Modell: RN Belgica (1884)
Hersteller: Brown Water Navy Miniatures (
Maßstab: 1/700 (auch andere Maßstäbe möglich)
Material: 3D-Druck (als stl-Datei oder gedruckt erhältlich)
Art.Nr.: -
Preis: 6 $ (als stl-Datei, Druckkosten kommen dann noch dazu)
Das Original
Das belgische Polarforschungsschiff Belgica wurde 1884 als Walfänger Patria gebaut. Das Schiff wurde als Forschungsschiff der Belgischen Antarktis-Expedition von Adrien de Gerlache 1897-99 berühmt - die erste Expedition, die in der Antarktis überwinterte. Auf der gleichen Werft waren auch schon einige ähnliche Walfänger, u.a. Balaena, Diana und Antarctic, gebaut worden. Belgica (ex Patria) wurde extra stabil gebaut und der verstärkte Bug sollte ihr das Eisbrechen ermöglichen.
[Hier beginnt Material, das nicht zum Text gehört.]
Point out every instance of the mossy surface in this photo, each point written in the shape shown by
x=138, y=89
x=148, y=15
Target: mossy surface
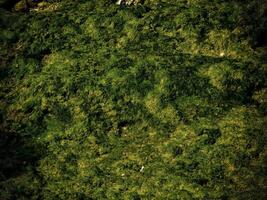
x=165, y=100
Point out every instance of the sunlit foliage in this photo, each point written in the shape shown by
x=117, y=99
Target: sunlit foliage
x=160, y=100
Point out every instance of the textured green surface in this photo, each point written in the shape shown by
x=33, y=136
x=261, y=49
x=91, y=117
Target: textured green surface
x=161, y=101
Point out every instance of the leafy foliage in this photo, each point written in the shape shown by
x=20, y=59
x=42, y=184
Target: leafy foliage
x=165, y=100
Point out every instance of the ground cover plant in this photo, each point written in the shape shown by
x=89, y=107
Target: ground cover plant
x=158, y=100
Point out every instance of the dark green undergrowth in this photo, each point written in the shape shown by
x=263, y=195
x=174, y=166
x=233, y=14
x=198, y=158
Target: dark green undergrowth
x=165, y=100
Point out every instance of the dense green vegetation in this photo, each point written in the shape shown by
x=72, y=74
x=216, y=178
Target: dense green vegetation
x=165, y=100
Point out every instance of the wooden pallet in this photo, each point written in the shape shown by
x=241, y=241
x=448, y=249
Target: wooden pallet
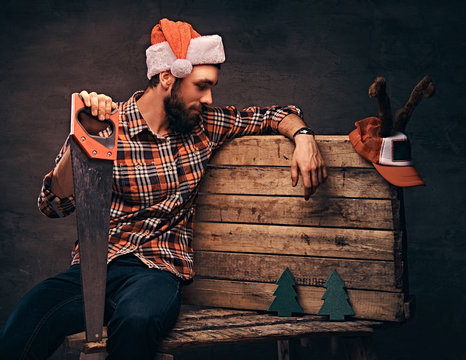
x=251, y=224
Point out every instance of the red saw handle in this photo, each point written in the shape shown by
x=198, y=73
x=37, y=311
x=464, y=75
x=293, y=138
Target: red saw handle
x=95, y=147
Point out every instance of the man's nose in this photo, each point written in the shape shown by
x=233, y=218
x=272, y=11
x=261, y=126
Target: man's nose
x=206, y=99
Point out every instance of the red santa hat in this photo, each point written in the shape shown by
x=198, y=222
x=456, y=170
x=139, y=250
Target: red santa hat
x=391, y=155
x=176, y=46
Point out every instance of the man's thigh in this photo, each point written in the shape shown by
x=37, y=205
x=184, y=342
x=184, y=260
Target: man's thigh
x=40, y=321
x=144, y=305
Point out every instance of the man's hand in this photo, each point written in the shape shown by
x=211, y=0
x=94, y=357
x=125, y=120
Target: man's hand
x=308, y=161
x=101, y=105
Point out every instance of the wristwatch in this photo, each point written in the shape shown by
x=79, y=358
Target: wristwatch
x=306, y=131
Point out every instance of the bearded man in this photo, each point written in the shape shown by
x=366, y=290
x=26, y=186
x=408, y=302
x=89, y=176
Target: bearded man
x=166, y=137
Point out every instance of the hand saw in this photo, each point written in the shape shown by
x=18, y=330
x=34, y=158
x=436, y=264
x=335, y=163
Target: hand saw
x=92, y=162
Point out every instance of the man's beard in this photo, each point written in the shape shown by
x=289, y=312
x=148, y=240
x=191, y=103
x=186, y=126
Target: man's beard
x=180, y=119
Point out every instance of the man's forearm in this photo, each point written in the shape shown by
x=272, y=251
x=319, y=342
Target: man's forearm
x=290, y=124
x=62, y=178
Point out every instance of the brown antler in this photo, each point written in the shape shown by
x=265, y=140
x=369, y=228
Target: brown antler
x=425, y=88
x=378, y=90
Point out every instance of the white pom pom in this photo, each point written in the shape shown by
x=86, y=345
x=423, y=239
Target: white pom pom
x=181, y=68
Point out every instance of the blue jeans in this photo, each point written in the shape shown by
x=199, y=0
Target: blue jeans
x=142, y=305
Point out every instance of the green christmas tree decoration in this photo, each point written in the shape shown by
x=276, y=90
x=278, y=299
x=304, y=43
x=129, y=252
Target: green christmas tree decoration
x=336, y=304
x=285, y=302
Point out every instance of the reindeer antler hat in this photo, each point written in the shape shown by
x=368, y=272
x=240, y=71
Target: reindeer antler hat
x=176, y=46
x=385, y=146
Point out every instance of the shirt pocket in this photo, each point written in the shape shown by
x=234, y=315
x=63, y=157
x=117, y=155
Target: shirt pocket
x=140, y=183
x=191, y=165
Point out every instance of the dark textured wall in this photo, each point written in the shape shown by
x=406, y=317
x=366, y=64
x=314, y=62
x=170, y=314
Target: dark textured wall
x=321, y=55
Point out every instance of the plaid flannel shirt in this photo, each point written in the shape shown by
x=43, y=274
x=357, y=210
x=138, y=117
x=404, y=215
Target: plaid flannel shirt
x=155, y=181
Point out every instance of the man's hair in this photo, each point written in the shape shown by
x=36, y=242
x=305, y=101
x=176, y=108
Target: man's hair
x=154, y=80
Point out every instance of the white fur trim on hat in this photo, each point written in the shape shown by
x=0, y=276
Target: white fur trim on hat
x=387, y=150
x=202, y=50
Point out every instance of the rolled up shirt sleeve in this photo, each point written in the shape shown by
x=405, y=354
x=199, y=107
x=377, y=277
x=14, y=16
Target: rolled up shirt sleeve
x=223, y=124
x=49, y=203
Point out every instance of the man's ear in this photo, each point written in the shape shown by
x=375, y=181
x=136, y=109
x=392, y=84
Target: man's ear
x=166, y=79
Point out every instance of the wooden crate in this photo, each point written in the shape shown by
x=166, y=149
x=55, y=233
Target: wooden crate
x=251, y=224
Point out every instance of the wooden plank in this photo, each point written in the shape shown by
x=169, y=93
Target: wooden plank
x=179, y=340
x=357, y=274
x=242, y=326
x=276, y=150
x=357, y=213
x=255, y=180
x=243, y=319
x=308, y=241
x=376, y=305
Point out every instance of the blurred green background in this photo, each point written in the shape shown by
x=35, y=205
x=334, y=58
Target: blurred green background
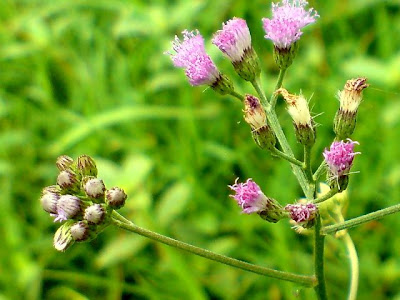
x=90, y=77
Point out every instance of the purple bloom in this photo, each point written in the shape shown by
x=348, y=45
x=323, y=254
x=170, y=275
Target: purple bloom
x=234, y=39
x=340, y=157
x=191, y=56
x=249, y=196
x=302, y=213
x=288, y=18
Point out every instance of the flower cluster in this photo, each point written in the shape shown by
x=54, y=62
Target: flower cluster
x=339, y=157
x=80, y=200
x=251, y=199
x=288, y=18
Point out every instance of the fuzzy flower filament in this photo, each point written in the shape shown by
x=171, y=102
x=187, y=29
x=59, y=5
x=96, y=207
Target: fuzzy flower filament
x=339, y=157
x=289, y=17
x=234, y=40
x=251, y=199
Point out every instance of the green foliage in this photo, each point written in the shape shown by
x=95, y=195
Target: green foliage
x=90, y=77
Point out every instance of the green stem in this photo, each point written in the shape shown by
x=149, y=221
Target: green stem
x=354, y=270
x=362, y=219
x=277, y=129
x=321, y=169
x=236, y=95
x=274, y=96
x=307, y=163
x=332, y=192
x=287, y=157
x=257, y=86
x=308, y=281
x=319, y=261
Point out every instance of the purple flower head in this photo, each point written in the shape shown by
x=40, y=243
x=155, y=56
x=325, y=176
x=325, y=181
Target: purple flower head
x=249, y=196
x=302, y=213
x=288, y=18
x=340, y=157
x=234, y=39
x=191, y=56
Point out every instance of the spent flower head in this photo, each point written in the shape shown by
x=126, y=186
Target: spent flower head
x=288, y=19
x=340, y=156
x=234, y=39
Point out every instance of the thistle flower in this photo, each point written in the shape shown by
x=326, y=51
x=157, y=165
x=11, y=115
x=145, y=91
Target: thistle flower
x=191, y=56
x=350, y=98
x=284, y=28
x=94, y=188
x=288, y=18
x=68, y=207
x=234, y=41
x=340, y=156
x=302, y=214
x=300, y=113
x=115, y=197
x=251, y=199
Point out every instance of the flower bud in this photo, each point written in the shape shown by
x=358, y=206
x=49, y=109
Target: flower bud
x=68, y=207
x=350, y=99
x=95, y=214
x=303, y=214
x=49, y=198
x=251, y=199
x=80, y=231
x=115, y=197
x=94, y=187
x=300, y=113
x=64, y=162
x=86, y=166
x=68, y=180
x=63, y=238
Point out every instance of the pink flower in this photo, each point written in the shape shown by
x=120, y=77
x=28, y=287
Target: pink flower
x=340, y=157
x=191, y=56
x=234, y=39
x=288, y=18
x=249, y=196
x=302, y=213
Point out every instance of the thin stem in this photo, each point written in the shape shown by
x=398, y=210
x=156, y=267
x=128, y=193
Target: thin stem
x=307, y=163
x=274, y=96
x=354, y=269
x=362, y=219
x=332, y=192
x=321, y=169
x=287, y=157
x=319, y=261
x=308, y=281
x=257, y=86
x=236, y=95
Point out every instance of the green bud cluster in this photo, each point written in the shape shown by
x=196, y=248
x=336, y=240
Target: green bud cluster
x=81, y=200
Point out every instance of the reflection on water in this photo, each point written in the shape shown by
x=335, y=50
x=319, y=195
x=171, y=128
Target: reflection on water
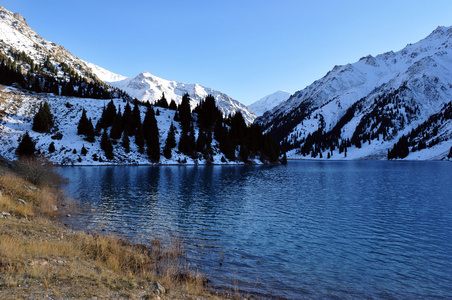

Belgica war 36,0 m lang, 7,6 m breit und verdrängte 263 t. Der Antrieb bestand aus einem Kessel und einer Zweifachexpansionsdampfmaschine mit 35 PS, womit 7 kn erreicht wurde. Außerdem gab es Barktakelage mit 475 m2 Segelfläche (sie war auch unter Segeln langsam). Sie konnte von einer relativ kleinen Mannschaft gefahren wird, bei der Belgischen Antarktis-Expedition waren 19 Mann an Bord.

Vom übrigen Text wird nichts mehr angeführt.